Réponse apportée en séance publique le 13/12/2007

M. Luc Chatel, secrétaire d'État chargé de la consommation et du tourisme. Monsieur Raoul, je vous rappelle que le livret A est aujourd'hui distribué par deux établissements : la Banque postale et les caisses d'épargne.

M. Daniel Raoul. Ça, on le sait !

M. Luc Chatel, secrétaire d'État. Élargir la distribution du livret A permettrait de diffuser davantage un produit d'épargne qui est déjà le produit préféré des Français et qui reste performant.

Le Gouvernement a toutefois posé des conditions extrêmement strictes à un élargissement de sa distribution.

Il n'acceptera aucun compromis sur trois points.

Premièrement, toute évolution de la distribution du livret A devra permettre d'améliorer les conditions de financement du logement social, en termes de coût et de stabilité de la collecte.

La pénurie de logement, vous le savez, monsieur le sénateur, est un défi que le Gouvernement est déterminé à relever. Faire évoluer le livret A pour réduire les coûts de financement du logement social contribuerait à la réalisation de l'objectif du Gouvernement de créer 500 000 nouveaux logements par an.

M. Jean-Luc Mélenchon. C'est une blague !

M. Luc Chatel, secrétaire d'État. Deuxièmement, toute évolution ne devra en aucun cas mettre en danger la situation économique des établissements qui distribuent aujourd'hui le livret A.

Troisièmement, toute évolution devra ne pas dégrader l'accessibilité bancaire des plus démunis, aujourd'hui souvent assurée grâce au livret A.

Sous ces trois conditions, et comme le Président de la République l'a indiqué il y a quelques jours, le Gouvernement est prêt à envisager la généralisation de la distribution du livret A.

Michel Camdessus remettra prochainement un rapport proposant des évolutions au Premier ministre. Dès la publication de ce rapport, Mme Christine Lagarde engagera des consultations avec l'ensemble des parties prenantes pour faire des propositions au Premier ministre.

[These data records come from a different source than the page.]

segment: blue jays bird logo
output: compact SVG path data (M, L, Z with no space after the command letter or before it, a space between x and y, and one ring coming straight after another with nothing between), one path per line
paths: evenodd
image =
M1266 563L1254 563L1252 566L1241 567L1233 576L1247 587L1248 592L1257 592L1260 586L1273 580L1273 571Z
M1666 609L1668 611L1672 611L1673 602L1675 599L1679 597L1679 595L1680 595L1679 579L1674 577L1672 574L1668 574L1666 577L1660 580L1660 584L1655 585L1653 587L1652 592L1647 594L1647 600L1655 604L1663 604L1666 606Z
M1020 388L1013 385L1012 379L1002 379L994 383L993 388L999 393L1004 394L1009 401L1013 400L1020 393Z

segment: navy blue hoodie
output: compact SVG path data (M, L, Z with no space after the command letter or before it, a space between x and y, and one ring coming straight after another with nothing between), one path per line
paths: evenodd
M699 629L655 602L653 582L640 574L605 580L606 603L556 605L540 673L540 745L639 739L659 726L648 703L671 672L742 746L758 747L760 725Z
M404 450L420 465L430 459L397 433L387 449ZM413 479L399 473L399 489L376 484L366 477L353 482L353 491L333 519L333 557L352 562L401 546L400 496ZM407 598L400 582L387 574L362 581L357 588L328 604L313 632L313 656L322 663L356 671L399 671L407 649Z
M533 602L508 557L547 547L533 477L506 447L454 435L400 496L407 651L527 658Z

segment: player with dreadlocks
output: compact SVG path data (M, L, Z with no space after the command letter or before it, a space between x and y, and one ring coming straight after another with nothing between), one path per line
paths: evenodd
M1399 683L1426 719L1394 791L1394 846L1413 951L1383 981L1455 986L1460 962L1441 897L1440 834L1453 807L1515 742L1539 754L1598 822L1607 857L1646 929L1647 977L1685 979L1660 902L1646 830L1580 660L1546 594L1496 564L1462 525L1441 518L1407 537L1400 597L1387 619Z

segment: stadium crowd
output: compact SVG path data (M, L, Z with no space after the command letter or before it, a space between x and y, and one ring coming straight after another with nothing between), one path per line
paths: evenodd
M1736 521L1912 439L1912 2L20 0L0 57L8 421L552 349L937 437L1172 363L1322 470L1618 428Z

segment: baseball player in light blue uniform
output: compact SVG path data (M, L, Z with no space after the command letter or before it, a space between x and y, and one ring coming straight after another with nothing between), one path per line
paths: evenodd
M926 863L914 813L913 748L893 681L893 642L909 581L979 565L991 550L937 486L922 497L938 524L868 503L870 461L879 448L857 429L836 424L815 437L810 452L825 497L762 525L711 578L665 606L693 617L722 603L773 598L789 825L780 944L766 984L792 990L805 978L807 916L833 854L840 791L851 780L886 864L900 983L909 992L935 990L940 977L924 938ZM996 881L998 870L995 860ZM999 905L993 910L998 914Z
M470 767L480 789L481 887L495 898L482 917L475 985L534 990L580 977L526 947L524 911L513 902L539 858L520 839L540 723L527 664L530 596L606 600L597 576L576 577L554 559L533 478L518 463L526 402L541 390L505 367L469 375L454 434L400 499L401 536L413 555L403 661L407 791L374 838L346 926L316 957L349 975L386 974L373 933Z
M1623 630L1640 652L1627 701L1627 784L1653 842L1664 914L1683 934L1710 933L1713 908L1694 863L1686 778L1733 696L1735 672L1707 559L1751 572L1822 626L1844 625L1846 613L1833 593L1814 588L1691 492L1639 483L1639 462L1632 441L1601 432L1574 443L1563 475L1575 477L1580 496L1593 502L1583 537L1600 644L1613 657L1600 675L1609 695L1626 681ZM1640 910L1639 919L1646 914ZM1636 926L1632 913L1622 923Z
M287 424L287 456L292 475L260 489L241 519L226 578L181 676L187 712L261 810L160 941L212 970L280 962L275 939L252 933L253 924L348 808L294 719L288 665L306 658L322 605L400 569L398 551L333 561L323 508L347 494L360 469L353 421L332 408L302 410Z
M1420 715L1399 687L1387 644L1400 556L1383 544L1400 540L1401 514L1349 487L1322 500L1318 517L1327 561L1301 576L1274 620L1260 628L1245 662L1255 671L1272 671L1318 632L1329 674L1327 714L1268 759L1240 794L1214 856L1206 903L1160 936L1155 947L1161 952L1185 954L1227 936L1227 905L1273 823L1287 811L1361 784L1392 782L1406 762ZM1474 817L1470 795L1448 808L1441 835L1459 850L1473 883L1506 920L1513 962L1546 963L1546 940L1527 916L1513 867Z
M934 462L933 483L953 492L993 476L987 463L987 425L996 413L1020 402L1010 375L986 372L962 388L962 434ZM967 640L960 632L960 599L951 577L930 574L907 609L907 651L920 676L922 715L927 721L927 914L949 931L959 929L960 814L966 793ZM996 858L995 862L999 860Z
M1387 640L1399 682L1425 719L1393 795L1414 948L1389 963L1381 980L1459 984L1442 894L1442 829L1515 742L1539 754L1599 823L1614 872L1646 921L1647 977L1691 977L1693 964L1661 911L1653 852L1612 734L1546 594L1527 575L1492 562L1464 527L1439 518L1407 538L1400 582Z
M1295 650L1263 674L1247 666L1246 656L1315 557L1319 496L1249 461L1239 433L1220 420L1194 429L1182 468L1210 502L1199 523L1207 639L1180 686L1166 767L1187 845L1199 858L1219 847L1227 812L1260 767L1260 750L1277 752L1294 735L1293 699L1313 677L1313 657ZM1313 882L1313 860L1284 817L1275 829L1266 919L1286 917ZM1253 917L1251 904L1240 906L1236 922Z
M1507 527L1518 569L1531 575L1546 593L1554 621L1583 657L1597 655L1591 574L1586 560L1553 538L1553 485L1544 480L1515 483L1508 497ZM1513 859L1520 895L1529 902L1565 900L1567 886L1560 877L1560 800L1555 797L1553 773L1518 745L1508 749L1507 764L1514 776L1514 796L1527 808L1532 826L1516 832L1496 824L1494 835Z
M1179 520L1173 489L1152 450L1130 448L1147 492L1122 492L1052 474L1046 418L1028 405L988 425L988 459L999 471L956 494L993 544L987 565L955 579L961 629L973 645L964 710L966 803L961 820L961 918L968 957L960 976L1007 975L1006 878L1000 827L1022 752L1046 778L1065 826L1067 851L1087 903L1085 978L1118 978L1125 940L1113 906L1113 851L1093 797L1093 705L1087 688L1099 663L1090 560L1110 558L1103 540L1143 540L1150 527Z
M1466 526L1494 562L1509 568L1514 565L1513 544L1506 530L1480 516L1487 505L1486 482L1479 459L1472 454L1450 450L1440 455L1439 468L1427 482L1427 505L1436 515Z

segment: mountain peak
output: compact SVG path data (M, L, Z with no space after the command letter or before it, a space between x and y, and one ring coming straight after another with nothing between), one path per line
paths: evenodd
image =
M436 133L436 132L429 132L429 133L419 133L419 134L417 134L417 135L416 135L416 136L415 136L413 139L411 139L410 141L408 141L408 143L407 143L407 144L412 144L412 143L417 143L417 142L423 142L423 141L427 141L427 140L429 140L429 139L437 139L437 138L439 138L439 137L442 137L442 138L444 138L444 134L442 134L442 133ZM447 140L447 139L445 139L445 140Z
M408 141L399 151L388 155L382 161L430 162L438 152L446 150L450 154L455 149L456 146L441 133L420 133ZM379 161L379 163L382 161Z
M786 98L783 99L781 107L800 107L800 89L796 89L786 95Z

Je veux terminer par deux précisions importantes.

Tout d'abord, comme vous le savez, monsieur le sénateur, la CDC joue aujourd'hui un rôle central dans le financement du logement social. La collectivité a en effet confié à la CDC la gestion des fonds déposés sur le livret A et leur utilisation pour faire des prêts au logement social. Il s'agit là d'une mission essentielle de la CDC, qui a développé une expertise reconnue dans ce domaine, au bénéfice de la collectivité. Le Gouvernement ne souhaite pas remettre en cause le rôle central de la CDC sur ce point.

Ensuite, en ce qui concerne l'évolution du taux du livret A, monsieur le sénateur, je veux vous dire que la formule de calcul du livret A est indexée sur l'inflation et un taux d'intérêt de référence : l'Euribor. Compte tenu de l'évolution de l'économie, on peut anticiper une hausse du taux du livret A au 1er février. On ne peut cependant pas prévoir quelle sera l'importance de cette hausse. En effet, les données statistiques nécessaires ne seront connues qu'au mois de janvier. (Applaudissements sur les travées de l'UMP.)